CLAUDIA VACA (Bolivia, 1984) Licenciada en Filología Hispánica (UAGRM) Publicó el poemario Versos de Agua (2008), ha participado en las antologías: Breve poesía desde Santa Cruz (2009), Como vuelan las mariposas (2013), la novela Diálogos del silencio (2017) y tiene inédito un ensayo sobre Gestión Cultural y educativa en los Barrios de Santa Cruz del 2006 al 2016. Ha desarrollado conferencias en Bolivia, Sao Paulo, Montevideo, Buenos Aires sobre gestión cultural, literatura y escritura creativa, memoria histórica desde la memoria del ciudadano, museología didáctica y educación cultural. Recientemente publicó su libro Pasaporte (Andesgraund Editores, 2019).

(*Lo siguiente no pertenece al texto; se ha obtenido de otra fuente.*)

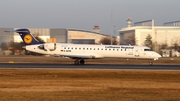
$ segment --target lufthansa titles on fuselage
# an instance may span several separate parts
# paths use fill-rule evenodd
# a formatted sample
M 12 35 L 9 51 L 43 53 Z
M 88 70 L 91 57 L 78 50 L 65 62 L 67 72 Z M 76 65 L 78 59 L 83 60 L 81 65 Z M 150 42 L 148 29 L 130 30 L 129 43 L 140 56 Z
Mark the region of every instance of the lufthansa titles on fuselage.
M 105 46 L 105 48 L 123 48 L 123 49 L 134 49 L 132 46 Z

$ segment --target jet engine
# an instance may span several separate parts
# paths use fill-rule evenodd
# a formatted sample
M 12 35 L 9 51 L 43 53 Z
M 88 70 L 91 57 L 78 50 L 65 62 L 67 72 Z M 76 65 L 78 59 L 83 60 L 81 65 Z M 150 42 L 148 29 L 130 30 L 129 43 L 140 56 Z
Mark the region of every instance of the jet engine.
M 43 45 L 40 45 L 38 48 L 45 51 L 54 51 L 56 49 L 56 43 L 45 43 Z

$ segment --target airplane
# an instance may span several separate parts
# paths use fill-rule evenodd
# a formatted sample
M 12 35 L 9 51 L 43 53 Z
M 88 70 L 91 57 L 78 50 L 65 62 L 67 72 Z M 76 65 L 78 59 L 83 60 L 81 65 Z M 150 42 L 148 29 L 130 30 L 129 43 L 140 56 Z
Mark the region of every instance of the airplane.
M 85 59 L 125 58 L 148 59 L 149 64 L 158 60 L 161 55 L 146 46 L 130 45 L 92 45 L 69 43 L 45 43 L 38 41 L 28 29 L 7 30 L 5 32 L 19 33 L 25 49 L 44 55 L 54 55 L 75 59 L 74 64 L 85 64 Z

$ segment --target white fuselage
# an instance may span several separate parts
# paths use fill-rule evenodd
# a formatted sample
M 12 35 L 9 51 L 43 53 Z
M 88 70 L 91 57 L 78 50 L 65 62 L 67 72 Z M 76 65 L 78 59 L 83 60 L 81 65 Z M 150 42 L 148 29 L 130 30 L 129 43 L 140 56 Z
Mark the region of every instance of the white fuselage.
M 40 47 L 41 46 L 41 47 Z M 28 51 L 70 58 L 139 58 L 157 60 L 161 55 L 145 46 L 45 43 L 26 46 Z

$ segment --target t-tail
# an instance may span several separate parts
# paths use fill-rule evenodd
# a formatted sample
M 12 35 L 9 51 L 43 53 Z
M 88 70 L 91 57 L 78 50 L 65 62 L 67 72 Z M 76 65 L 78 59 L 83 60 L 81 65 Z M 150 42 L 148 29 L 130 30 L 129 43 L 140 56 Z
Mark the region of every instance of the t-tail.
M 34 44 L 43 44 L 44 42 L 41 42 L 37 40 L 28 29 L 17 29 L 17 30 L 7 30 L 5 32 L 16 32 L 19 33 L 21 36 L 23 42 L 26 45 L 34 45 Z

LP5 presenta el fragmento de una novela que la escritora boliviana Claudia Vaca comenzó a trabajar hace cinco años atrás.

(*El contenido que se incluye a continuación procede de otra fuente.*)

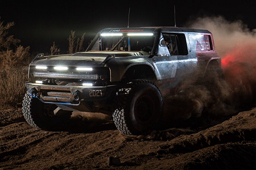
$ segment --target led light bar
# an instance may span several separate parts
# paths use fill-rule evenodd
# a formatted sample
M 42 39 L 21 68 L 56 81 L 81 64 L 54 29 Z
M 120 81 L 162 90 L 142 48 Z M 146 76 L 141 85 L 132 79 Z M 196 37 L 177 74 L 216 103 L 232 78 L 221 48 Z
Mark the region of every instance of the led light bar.
M 63 66 L 55 66 L 53 67 L 54 69 L 57 69 L 59 70 L 67 70 L 68 69 L 68 67 L 63 67 Z
M 47 69 L 47 66 L 35 66 L 35 68 L 36 69 Z
M 43 72 L 34 72 L 34 76 L 35 77 L 50 78 L 75 79 L 86 80 L 97 80 L 98 79 L 98 75 L 97 74 L 79 74 Z
M 128 33 L 128 36 L 153 36 L 153 33 Z
M 41 80 L 36 80 L 35 81 L 35 83 L 42 84 L 42 81 L 41 81 Z
M 82 84 L 83 86 L 92 86 L 93 84 L 92 83 L 84 83 Z
M 92 71 L 91 67 L 76 67 L 76 70 L 79 71 Z
M 102 33 L 100 34 L 102 36 L 121 36 L 122 33 Z

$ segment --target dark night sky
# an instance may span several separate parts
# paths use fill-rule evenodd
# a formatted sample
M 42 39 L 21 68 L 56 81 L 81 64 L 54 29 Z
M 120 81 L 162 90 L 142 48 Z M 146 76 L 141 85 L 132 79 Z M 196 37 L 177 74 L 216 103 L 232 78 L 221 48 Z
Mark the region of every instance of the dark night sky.
M 31 53 L 50 52 L 55 41 L 65 54 L 70 31 L 80 37 L 86 33 L 84 47 L 100 30 L 127 27 L 174 26 L 174 5 L 177 27 L 184 27 L 199 16 L 224 16 L 229 21 L 240 19 L 251 29 L 256 28 L 256 1 L 12 1 L 0 0 L 1 20 L 14 21 L 9 30 Z

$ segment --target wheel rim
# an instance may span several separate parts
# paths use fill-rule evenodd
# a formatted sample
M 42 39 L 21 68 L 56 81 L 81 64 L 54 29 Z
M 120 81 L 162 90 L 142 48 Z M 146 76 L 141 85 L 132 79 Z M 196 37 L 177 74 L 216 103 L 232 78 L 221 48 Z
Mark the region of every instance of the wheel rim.
M 135 118 L 139 123 L 145 124 L 151 122 L 156 112 L 156 104 L 151 96 L 140 96 L 134 106 Z

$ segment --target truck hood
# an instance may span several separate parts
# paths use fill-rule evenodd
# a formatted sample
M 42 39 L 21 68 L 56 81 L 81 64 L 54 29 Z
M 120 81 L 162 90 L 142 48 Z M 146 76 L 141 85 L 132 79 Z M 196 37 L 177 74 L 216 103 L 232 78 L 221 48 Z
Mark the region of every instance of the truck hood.
M 110 58 L 114 57 L 142 56 L 139 52 L 80 52 L 73 55 L 44 56 L 34 60 L 31 65 L 61 65 L 100 66 Z

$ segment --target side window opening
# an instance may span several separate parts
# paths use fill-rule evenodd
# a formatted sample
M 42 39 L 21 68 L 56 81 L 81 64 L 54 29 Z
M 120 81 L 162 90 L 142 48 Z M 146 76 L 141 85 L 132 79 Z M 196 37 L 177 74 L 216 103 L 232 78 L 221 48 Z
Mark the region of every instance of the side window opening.
M 162 33 L 159 42 L 159 52 L 162 53 L 164 52 L 164 55 L 166 56 L 165 48 L 168 50 L 168 56 L 187 55 L 188 51 L 185 35 L 181 33 Z
M 207 51 L 213 50 L 211 37 L 203 34 L 188 34 L 191 51 Z

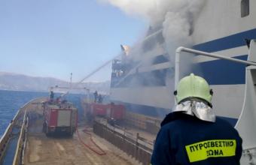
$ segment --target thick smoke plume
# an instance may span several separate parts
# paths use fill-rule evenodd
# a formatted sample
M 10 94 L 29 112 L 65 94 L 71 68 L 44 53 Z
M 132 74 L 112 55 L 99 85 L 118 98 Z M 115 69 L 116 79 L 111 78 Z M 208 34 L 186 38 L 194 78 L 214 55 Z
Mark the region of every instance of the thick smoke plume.
M 193 23 L 200 12 L 202 0 L 99 0 L 139 16 L 150 22 L 152 29 L 163 29 L 166 48 L 172 61 L 178 46 L 190 46 Z

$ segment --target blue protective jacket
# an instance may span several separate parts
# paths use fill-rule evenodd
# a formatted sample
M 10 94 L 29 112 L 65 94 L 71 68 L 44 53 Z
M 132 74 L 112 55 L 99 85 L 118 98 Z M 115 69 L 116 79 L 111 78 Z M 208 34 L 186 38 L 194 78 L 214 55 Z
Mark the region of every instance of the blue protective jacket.
M 209 122 L 177 112 L 161 123 L 151 164 L 236 165 L 242 151 L 242 139 L 227 122 Z

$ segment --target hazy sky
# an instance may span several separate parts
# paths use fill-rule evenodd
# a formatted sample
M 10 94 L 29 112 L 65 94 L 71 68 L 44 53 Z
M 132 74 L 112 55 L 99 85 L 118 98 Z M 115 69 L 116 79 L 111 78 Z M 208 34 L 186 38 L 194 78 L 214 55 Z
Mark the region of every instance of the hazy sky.
M 0 71 L 79 81 L 133 45 L 143 20 L 96 0 L 0 0 Z M 90 80 L 110 79 L 105 68 Z

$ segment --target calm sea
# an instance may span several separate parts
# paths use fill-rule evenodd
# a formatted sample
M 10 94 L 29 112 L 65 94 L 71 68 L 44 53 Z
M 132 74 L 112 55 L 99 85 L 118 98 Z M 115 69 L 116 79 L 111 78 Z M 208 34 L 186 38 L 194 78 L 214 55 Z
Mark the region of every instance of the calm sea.
M 48 96 L 47 92 L 0 90 L 0 136 L 4 134 L 20 107 L 33 98 L 46 96 Z M 81 97 L 83 95 L 69 94 L 66 99 L 78 108 L 78 113 L 82 114 Z

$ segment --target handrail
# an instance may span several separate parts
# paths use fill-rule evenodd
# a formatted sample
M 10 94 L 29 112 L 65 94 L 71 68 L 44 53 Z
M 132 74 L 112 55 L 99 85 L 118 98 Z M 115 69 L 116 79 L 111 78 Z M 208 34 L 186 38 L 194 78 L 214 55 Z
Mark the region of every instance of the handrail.
M 23 116 L 23 125 L 20 129 L 20 136 L 18 140 L 18 143 L 16 148 L 16 152 L 15 152 L 15 156 L 14 156 L 14 159 L 13 161 L 13 165 L 19 165 L 20 163 L 22 146 L 23 143 L 23 138 L 24 132 L 25 132 L 26 118 L 26 111 L 25 110 L 24 116 Z

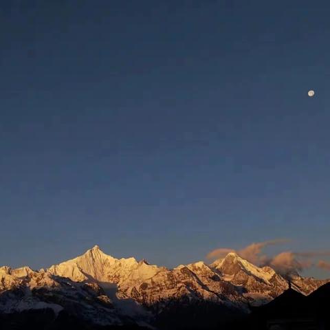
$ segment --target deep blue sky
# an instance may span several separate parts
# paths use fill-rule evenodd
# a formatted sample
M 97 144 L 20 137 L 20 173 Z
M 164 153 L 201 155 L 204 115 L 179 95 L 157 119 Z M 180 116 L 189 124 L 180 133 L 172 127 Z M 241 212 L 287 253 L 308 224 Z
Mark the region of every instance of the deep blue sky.
M 0 264 L 96 243 L 170 267 L 278 238 L 330 250 L 329 16 L 327 0 L 2 1 Z

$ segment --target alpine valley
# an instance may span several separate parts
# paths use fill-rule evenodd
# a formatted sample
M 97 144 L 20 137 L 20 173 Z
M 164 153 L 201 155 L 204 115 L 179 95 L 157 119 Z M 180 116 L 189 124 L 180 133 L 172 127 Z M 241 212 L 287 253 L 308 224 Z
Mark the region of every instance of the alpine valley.
M 296 274 L 291 281 L 307 295 L 330 280 Z M 96 245 L 46 270 L 0 267 L 0 328 L 208 329 L 248 314 L 288 287 L 287 278 L 271 267 L 232 252 L 210 265 L 170 270 L 118 259 Z

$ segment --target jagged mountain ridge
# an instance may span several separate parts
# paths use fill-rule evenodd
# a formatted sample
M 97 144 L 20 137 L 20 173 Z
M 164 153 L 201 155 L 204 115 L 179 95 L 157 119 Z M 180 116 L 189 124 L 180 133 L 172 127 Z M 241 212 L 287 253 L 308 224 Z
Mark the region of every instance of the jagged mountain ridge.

Choboreca fue condenado desde su concepción, las coronas del río hicieron guiños de adopción, pero quedó ahí, en guiños, en coqueteo causado por el deseo de posesión territorial. Finalmente, él se crió solo, en la mente del monte gestó su propio sitio de felicidad, en la mente del monte Choboreca sanó la desidia de su concepción, la desidia de las coronas del río, en la mente del monte Choboreca gestó flores y nació el valle, para invitar a sus únicas amigas: las abejas, con quienes gestó miel, para cicatrizar, poco a poco, las heridas de su concepción.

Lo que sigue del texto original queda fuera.